Peorians have long been aware that steamboat men on the Illinois River had certain lusty "natural appetites," and many Peorians saw no reason to ignore them. The town's distilleries turned the corn harvest into liquor, and Peoria's back streets were always comfortably shaded by brothels, gambling joints and saloons. When the river trade fell off and industry (Caterpillar Tractor, Hiram Walker, Keystone Steel & Wire) came in, Peoria went on being the biggest little wide open town in the Midwest.
Civic Pride. Peoria's 83-year-old Mayor Ed Woodruff was locally noted for taking pride in the town's "liberal" outlook. When a reform candidate--Carl O. Triebel, owner of the Ideal Troy Laundry--filed against him this year for the Republican nomination, old Ed Woodruff did not change his attitude: "Peoria likes to live and doesn't want to be told what to do and what not to do all the time."
Old Ed was repeating a well-tried political philosophy. He had been using it since 1903; he had been elected eleven times for a total of 24 years. In all that time, profane, fox-faced Ed Woodruff had never hidden his benign attitude toward Peoria's gamblers, bawdyhouses and bars.
He liked to spend weekends drinking and gambling himself, aboard a craft known as the "Bum Boat," an ancient stern-wheeler converted into a houseboat. When the City Council decided one December to clean up the red-light district, he protested vehemently that such an action in the week before Christmas would be unChristian. On such occasions he was a formidable figure--a wry neck kept his head cocked to the right and made him look like an angry rooster. Once he ended a two-hour Council debate by rising and bellowing "Bull!" at the top of his lungs.

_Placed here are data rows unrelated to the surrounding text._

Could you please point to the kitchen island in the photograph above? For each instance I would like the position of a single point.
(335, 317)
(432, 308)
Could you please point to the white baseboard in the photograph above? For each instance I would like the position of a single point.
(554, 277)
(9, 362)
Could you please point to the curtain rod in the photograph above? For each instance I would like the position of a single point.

No Twelfth Term. But as this year's campaign grew hot, all sorts of political land mines started blowing up around Ed Woodruff. The Association of Commerce appointed a committee to investigate vice, and the committee called on the State's Attorney, who in turn shouted for a grand jury. The Army complained about Peoria's prostitutes and the FBI made a white-slave raid. All this was bad enough. But when Peoria discovered that gamblers, barmen and madams were showing interest in the reform candidate, it decided that Ed Woodruff had lost his steam. Last week Peoria voted, Laundryman Triebel won. Woodruff ran a bad fourth.
After the returns were in, the rheumy-eyed old Mayor sat at home, cigar ashes spilling on his vest, and muttered defiance. "The crusaders got me," he mumbled, "but the people will be asking me to run again. Why do they always talk about the goddam girls? I didn't put stools in the bars for them to sit on."
But nobody really thought Peoria would become Illinois' holy city if Laundryman Triebel beat the Democratic nominee, Tom Madden. One of Triebel's backers on The Bluff, the town's fashionable residential section, made it plain that even reform is liberal in Peoria. Said he: "We've got to have control, here. Gambling will be supervised and the prostitutes will have to be licensed."